Confusa Marina se identificó como trabajadora y respondió a las preguntas que formularon los agentes. La pidieron sus datos personales y dejaron que volviera a casa hasta que fuese reclamada para alguna aclaración. Cuando se apeó del furgón policial Teresa esperaba pacientemente.

-¿Qué voy a hacer ahora? Necesito el dinero.- Marina rompió a llorar.

-Pues si te crees capaz de llevar el negocio, es tuyo.- Aseveró Teresa.

-No entiendo, Teresa. ¿Qué quieres decir?

-El local es mío, cariño. Lo tenía alquilado Roberto, y, sinceramente, siempre me pareció un gilipollas. No es que me alegre de lo que ha pasado, pero tampoco es que lo sienta. Tómate el resto de la semana para pensarlo. Si te decides, tuyo es.

Marina no daba crédito. Podía convertirse en su propia jefa. Roberto había fallecido. No pudo evitar recordar que además había sucedido justo de la manera que ella deseó el domingo por la tarde, cuando una vez más acarició su trasero. De repente la imagen del joven cliente que la entregó el sobre le vino a la mente. Se preguntó si tendría que ver con la muerte de su jefe. Decidió cumplir la promesa y no abrir la carta hasta el día siguiente a medio día.

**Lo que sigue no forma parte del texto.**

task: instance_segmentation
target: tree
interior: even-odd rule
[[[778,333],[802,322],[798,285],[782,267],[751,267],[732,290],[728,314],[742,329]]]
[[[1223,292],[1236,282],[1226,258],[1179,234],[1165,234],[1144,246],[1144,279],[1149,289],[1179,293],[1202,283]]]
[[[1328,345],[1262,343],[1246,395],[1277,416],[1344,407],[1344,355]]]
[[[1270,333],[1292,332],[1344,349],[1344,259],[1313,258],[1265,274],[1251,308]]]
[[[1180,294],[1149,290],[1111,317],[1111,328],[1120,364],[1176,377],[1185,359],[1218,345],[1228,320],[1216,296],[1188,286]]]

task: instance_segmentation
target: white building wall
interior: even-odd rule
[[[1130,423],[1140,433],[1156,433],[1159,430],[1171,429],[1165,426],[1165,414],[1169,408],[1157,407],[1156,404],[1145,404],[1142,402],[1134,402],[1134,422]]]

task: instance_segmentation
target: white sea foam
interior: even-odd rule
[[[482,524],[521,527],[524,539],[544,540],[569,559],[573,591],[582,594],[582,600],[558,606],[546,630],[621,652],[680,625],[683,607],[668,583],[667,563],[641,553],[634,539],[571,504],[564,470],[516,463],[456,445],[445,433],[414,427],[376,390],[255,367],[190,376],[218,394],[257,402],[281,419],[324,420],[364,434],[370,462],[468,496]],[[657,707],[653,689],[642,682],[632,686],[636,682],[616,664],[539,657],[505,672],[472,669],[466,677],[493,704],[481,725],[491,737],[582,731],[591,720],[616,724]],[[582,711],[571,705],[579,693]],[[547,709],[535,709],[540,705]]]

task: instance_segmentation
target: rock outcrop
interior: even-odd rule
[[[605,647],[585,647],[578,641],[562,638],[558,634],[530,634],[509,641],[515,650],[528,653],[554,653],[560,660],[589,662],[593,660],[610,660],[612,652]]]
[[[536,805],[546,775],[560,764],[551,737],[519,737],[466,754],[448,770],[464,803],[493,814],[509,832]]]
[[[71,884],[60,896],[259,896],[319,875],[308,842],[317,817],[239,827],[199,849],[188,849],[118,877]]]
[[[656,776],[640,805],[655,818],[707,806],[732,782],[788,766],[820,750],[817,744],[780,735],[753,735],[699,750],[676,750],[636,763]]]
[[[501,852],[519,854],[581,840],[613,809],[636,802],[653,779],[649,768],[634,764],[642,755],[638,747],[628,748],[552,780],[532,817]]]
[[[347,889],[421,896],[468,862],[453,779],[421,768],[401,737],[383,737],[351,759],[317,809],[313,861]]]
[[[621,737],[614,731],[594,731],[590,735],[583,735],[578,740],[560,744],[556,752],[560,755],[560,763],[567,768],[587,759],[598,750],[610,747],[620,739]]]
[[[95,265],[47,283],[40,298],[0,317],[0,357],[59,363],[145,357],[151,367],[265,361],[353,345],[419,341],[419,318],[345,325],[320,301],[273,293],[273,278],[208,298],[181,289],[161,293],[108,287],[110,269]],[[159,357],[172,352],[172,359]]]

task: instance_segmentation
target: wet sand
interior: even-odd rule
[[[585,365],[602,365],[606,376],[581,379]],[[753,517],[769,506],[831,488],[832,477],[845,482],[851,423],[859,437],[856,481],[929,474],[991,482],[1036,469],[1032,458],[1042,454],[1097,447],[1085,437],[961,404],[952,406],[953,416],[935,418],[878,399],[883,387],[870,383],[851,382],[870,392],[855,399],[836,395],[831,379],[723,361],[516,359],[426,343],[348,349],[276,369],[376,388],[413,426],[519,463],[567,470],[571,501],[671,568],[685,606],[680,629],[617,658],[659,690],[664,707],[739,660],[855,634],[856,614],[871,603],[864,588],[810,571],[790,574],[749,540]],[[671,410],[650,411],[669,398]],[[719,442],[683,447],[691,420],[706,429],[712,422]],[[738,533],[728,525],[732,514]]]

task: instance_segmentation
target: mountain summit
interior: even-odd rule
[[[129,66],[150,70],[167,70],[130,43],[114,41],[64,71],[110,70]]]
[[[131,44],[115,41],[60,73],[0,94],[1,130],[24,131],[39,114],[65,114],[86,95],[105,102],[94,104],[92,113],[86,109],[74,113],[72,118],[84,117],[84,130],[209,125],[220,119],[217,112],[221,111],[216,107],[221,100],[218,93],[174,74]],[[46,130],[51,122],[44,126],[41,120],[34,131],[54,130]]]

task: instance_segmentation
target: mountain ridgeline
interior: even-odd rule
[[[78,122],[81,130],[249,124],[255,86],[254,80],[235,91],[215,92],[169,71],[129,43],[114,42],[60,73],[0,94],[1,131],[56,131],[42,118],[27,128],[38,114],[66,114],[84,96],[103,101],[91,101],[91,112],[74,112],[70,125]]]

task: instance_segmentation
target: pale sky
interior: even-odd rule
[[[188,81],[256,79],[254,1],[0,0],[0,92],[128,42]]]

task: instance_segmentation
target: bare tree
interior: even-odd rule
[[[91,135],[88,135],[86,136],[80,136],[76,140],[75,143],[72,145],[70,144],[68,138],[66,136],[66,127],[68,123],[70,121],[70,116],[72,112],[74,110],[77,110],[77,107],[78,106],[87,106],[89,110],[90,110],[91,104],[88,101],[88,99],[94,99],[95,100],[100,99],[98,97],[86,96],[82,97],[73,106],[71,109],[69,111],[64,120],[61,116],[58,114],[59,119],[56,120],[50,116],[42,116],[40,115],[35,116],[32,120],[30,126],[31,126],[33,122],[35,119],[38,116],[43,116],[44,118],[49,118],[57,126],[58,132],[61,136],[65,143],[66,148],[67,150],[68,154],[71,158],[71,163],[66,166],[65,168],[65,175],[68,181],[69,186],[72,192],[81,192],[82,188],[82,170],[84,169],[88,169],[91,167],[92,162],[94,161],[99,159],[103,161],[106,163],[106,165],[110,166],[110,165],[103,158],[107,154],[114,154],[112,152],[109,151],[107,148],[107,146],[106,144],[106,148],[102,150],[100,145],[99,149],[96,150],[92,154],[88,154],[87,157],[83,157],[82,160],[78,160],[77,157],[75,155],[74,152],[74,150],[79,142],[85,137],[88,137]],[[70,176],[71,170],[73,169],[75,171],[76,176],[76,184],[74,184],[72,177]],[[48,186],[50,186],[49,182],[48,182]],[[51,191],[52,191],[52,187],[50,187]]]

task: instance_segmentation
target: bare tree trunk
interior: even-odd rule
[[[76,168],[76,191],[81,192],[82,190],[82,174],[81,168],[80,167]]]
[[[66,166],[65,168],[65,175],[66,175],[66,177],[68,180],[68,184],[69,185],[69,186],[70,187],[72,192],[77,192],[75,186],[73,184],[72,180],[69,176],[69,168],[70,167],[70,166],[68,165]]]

La mañana del martes, al regresar del colegio, fue al encuentro de Teresa. Lo tenía claro, se encargaría de la cafetería. La anciana agradecida le entregó las llaves una vez aclaradas y acordadas las condiciones del arrendamiento. Manos a la obra se puso a la tarea. A las doce en punto sacó el sobre del bolso. De su interior extrajo un folio doblado a la mitad. Las manos le temblaban. Lo desdobló y leyó: TE TOCA.